Es kann jeden von uns treffen. Das ist nichts, was wir nicht wissen. Wir wissen wir müssen sterben, aber diese direkte Nähe des Todes macht uns unsere Zerbrechlichkeit sehr bewusst. Das macht dünnhäutig und das macht vieles was vorher so groß und wichtig war klein und unbedeutend. Das macht Gedanken wie, ich könnte der Nächste sein, meine alte Mutter, mein kranker Vater, ja sogar mein Kind, könnte der Nächste sein. Die verdrängte Angst vor dem Tod sickert vielleicht in unsere Träume, wenn sie im Bewusstsein keinen Platz findet. Sie sucht sich Tarnmasken in anderen Problemen. Sie kann panisch machen in der Isolation wenn menschliche Nähe fehlt.

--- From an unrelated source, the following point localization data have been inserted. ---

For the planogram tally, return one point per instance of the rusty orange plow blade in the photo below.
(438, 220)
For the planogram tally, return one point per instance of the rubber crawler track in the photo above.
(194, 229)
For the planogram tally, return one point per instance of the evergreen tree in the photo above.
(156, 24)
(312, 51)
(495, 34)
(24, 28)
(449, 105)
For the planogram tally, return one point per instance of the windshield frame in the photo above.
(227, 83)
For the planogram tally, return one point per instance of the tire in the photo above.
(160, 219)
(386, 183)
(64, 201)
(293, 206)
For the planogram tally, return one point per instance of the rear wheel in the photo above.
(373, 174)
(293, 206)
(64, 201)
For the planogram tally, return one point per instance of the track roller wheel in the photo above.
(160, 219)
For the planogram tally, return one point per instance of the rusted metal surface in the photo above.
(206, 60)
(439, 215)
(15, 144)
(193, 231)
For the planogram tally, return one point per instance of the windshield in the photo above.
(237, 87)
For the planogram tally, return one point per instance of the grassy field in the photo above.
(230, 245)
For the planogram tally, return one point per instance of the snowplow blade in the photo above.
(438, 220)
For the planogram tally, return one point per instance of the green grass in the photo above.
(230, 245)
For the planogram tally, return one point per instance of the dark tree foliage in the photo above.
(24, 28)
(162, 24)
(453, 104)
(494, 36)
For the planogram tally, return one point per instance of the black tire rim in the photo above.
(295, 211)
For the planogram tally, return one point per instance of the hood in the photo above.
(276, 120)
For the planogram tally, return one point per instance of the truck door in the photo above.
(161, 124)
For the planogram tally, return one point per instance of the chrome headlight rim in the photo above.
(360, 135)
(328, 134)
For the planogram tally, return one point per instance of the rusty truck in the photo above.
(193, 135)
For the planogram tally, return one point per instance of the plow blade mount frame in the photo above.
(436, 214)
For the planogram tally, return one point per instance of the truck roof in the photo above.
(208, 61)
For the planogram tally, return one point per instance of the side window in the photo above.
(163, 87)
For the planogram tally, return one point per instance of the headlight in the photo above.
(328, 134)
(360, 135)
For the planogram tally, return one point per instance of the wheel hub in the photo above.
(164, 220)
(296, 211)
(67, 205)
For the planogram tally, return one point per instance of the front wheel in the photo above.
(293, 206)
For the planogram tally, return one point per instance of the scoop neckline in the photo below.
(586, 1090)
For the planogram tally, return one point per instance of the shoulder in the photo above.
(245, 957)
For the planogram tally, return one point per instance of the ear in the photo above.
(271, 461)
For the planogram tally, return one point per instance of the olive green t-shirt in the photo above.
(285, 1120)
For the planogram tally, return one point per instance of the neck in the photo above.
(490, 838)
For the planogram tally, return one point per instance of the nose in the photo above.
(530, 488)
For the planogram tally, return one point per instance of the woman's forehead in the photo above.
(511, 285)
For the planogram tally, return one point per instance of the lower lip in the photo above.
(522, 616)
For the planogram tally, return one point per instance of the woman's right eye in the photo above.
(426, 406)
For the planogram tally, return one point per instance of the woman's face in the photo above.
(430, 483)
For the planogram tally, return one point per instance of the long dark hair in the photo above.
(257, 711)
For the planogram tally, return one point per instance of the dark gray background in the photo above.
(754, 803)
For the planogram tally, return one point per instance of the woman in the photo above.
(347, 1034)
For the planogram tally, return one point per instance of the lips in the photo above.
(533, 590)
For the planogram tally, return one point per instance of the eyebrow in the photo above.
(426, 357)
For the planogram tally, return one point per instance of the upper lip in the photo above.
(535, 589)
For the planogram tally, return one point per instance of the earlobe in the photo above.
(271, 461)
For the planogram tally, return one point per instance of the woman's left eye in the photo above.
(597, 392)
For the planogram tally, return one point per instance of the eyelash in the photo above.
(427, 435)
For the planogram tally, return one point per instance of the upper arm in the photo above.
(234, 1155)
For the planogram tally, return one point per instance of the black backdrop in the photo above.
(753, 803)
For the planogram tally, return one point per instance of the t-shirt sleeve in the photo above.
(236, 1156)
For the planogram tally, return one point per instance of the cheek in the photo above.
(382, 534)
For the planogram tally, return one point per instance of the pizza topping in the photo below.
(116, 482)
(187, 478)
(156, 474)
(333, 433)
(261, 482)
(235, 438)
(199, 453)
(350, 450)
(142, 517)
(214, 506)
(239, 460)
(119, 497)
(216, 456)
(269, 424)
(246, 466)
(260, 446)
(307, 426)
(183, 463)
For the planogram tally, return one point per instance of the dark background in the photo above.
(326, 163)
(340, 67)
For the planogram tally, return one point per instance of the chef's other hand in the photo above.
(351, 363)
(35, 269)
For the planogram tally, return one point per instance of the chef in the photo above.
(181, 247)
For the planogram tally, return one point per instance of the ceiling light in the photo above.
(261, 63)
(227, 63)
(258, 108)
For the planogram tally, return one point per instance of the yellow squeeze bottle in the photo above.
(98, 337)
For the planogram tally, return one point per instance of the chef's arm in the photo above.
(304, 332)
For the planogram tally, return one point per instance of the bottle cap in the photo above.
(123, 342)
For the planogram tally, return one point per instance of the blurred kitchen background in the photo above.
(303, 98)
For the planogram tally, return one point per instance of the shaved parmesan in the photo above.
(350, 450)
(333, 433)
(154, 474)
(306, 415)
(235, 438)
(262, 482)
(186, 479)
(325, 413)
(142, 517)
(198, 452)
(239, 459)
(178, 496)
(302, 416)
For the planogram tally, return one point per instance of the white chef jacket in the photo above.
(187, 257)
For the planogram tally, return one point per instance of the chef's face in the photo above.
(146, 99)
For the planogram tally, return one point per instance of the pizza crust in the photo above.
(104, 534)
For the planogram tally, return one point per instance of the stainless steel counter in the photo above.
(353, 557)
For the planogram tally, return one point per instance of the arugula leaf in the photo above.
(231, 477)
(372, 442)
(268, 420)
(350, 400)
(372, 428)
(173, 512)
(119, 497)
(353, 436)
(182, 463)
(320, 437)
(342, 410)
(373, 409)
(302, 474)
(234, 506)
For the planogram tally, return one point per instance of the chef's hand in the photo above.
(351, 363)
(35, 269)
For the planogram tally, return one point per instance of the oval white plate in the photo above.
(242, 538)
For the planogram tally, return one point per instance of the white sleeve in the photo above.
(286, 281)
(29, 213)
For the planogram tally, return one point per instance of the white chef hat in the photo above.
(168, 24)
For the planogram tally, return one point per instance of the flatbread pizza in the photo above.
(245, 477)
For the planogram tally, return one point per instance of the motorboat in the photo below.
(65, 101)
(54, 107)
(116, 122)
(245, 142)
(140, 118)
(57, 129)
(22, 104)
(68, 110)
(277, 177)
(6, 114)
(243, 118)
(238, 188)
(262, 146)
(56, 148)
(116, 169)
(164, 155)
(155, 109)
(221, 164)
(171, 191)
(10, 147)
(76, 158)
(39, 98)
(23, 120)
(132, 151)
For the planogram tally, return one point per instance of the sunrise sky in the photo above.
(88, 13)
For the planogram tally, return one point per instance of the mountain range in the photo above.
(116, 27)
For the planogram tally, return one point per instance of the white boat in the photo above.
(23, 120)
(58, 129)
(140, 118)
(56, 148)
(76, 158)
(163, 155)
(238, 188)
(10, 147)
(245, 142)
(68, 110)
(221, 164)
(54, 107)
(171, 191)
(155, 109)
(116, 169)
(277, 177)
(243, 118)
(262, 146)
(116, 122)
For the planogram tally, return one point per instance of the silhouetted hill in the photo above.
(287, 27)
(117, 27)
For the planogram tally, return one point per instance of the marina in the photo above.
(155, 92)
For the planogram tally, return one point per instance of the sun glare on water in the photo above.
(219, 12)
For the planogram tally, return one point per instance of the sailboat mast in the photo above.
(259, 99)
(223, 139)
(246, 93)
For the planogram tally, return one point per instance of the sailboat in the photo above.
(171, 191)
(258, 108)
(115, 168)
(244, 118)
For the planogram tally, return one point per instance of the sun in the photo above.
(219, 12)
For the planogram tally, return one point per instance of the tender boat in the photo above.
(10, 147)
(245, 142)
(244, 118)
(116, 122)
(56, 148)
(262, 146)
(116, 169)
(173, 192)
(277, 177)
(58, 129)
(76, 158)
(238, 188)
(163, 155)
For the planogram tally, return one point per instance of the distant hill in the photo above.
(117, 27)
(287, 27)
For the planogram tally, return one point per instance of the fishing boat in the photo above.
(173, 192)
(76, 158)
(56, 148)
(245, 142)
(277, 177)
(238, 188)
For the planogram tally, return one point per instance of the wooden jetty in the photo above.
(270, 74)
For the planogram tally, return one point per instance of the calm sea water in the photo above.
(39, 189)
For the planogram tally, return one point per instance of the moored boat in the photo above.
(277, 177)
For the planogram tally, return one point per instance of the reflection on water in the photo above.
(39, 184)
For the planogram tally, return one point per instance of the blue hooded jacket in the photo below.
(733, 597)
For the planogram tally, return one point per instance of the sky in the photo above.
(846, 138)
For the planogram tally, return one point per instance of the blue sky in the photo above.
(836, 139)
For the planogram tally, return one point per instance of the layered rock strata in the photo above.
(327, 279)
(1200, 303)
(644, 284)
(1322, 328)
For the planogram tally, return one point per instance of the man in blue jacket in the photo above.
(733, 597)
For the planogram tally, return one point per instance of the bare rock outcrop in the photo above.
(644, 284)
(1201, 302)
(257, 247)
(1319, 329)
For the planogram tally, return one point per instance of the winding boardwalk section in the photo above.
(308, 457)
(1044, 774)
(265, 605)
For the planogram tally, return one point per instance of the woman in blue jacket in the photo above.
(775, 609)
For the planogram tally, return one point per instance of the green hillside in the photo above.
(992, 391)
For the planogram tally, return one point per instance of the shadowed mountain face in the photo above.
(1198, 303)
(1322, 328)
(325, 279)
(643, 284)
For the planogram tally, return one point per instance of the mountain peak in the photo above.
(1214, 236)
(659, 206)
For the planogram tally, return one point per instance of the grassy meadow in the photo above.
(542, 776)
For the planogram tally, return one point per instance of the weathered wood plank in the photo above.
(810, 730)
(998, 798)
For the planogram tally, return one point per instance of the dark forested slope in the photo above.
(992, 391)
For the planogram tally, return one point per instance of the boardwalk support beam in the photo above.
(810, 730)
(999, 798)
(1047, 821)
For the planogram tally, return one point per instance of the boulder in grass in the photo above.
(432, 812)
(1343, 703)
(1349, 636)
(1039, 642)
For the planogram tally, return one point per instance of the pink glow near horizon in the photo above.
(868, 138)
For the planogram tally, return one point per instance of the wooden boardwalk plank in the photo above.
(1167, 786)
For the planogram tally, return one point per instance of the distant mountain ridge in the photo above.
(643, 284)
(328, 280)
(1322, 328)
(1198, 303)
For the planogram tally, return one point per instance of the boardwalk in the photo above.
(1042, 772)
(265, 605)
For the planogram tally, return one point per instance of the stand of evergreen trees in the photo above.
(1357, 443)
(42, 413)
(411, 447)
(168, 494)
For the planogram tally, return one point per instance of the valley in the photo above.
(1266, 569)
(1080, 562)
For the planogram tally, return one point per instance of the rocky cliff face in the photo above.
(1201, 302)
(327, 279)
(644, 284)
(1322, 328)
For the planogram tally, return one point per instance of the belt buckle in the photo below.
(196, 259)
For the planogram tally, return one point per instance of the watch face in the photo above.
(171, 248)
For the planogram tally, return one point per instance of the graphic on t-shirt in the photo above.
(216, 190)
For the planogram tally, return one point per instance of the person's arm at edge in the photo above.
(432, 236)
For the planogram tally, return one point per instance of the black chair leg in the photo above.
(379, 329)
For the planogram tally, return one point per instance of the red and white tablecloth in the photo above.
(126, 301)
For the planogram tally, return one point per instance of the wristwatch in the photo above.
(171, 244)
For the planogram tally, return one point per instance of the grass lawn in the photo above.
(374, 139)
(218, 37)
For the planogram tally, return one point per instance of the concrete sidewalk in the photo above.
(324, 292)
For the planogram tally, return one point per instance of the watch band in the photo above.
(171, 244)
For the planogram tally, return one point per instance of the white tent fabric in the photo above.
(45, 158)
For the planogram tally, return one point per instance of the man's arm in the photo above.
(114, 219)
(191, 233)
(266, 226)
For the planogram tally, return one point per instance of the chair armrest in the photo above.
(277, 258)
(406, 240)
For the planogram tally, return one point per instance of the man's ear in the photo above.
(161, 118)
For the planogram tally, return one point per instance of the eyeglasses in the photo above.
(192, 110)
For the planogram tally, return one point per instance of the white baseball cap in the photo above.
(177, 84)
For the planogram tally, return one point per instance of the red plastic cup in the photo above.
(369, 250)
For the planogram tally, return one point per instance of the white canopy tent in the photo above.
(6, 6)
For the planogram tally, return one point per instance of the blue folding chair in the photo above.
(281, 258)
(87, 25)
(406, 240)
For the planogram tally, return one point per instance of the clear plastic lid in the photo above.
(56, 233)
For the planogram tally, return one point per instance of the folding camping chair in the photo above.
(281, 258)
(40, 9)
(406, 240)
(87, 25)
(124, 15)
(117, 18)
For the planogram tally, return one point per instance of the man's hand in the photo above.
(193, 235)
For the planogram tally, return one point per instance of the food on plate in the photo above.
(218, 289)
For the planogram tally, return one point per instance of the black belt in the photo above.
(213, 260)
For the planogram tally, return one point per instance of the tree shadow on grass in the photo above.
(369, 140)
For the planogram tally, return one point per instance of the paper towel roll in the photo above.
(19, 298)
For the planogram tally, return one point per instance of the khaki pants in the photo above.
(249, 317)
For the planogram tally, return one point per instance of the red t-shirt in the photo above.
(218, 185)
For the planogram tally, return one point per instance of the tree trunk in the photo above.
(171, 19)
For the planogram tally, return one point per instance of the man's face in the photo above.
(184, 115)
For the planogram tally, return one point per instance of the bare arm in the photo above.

Tod bedeutet verlassen und verlassen werden ohne Wiederkehr.
Und egal woran wir glauben, egal was unsere Vorstellung von Tod auch sein mag – das ist sicher – es gibt keine Wiederkehr.
Es wird kein bewusstes Selbst mehr geben.
„So ist also der Tod, das schrecklichste der Übel, für uns ein Nichts: Solange wir da sind, ist er nicht da, und wenn er da ist, sind wir nicht mehr, schreibt der Philosoph Epikur.“
Das finde ich persönlich tröstlich wenn ich an den Tod denke.
Aber es tröstet nicht die, die einen Menschen verlieren. Es tröstet nicht die, die gerade trauern. Es gibt keinen Trost, den man im Angesicht des Verlustes wie einen Zaubertrank verordnen kann.
Es gibt Trauer und Schmerz und Wut und Verzweiflung.
Und das müssen wir aushalten.
Jeder für sich allein, jeder auf seine Weise.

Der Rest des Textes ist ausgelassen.